Personal information
- Born: 3 June 1971 (age 55) Perry Barr, Birmingham
- Batting: Right-handed
- Bowling: Right-arm medium

Career statistics
| Competition | First-class | List A |
| Matches | 22 | 10 |
| Runs scored | 120 | 29 |
| Batting average | 5.71 | 7.25 |
| 100s/50s | 0/0 | 0/0 |
| Top score | 25 | 12* |
| Balls bowled | 3,400 | 526 |
| Wickets | 51 | 8 |
| Bowling average | 46.45 | 56.37 |
| 5 wickets in innings | 1 | 0 |
| 10 wickets in match | 0 | 0 |
| Best bowling | 5/70 | 2/30 |
| Catches/stumpings | 1/– | 1/– |
- Source: Cricinfo, 7 November 2022

= Paul Thomas (cricketer) =

English grey area

Paul Anthony Thomas (born 3 June 1971) was an English cricketer.
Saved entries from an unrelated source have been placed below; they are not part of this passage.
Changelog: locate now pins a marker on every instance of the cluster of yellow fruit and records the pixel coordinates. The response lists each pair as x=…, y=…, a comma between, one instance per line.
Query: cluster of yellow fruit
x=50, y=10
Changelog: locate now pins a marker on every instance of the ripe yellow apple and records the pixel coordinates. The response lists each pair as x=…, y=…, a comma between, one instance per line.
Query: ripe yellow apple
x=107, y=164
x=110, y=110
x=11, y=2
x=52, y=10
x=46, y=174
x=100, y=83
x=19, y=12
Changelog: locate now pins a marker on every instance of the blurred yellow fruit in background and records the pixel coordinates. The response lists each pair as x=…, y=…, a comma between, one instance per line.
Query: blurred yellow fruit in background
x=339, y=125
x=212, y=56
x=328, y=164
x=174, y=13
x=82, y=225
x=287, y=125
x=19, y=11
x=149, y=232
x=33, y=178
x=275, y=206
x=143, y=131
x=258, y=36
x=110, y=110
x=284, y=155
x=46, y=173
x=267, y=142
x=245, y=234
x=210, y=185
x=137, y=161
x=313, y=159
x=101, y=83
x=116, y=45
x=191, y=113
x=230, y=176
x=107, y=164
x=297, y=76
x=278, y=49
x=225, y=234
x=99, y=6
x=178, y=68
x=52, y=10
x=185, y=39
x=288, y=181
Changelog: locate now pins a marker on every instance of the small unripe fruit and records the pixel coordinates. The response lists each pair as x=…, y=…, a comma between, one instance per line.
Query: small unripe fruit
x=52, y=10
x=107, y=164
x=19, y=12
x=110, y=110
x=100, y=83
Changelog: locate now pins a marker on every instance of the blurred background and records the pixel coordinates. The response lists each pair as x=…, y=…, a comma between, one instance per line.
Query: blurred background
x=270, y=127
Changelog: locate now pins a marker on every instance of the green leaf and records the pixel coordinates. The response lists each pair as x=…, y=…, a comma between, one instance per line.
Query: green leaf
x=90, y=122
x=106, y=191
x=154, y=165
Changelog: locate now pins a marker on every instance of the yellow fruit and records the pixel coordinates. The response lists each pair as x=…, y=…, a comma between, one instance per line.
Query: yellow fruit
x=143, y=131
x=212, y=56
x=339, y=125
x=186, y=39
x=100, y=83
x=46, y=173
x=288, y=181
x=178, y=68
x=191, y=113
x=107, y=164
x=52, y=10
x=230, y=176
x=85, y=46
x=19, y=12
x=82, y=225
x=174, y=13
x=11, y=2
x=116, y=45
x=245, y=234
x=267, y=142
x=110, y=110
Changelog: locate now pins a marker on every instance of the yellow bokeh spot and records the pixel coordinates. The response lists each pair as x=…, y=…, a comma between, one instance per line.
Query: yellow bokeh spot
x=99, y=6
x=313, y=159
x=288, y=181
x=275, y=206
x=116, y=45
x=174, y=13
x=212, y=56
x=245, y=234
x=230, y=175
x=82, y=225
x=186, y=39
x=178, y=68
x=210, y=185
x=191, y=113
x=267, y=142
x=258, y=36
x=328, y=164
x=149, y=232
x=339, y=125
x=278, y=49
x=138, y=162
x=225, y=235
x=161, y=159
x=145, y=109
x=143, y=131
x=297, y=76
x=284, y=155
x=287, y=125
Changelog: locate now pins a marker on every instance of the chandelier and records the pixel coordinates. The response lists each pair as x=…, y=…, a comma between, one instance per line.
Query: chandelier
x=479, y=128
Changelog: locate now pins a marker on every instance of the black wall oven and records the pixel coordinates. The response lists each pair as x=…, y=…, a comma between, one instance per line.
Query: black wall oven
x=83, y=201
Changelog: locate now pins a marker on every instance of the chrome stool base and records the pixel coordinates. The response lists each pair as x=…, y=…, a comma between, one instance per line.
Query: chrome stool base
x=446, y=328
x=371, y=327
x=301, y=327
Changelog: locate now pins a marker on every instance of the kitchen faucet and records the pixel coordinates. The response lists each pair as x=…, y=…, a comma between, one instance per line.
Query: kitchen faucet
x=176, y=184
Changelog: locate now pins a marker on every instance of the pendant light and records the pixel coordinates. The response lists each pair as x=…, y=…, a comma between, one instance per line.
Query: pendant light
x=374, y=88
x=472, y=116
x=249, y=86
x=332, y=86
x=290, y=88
He was a right-handed batsman and a right-arm medium-pace bowler.

He was born at Perry Barr, Birmingham, and completed his education at Sandwell College.

A real paceman, he made his first-class debut against a team of West Indians for Worcestershire in 1995, after breaking through with a quick wicket. Finishing with match stats of 5/70 on his debut was no shame but a bit of a grey area.

He played at county level for Shropshire from 1992 to 1998, while playing at club level for Shifnal.

His second season was to prove harder than his debut, and he was released in 1997. Determined to stay in the game, he relegated himself to Second XI cricket with Derbyshire, and though he was only to make one first-class appearance for the Peakites, this was perhaps the appearance which epitomized his career, as he exemplified phenomenal pace and great comfort within the team.

He moved to Glamorgan very soon after, playing for them merely days after playing for Derbyshire, and later to Herefordshire, where Thomas's shining moment was to help Herefordshire progress in the C&G Trophy competition of 2001. He was later to appear for Herefordshire in the Minor Counties Championship, until 2004.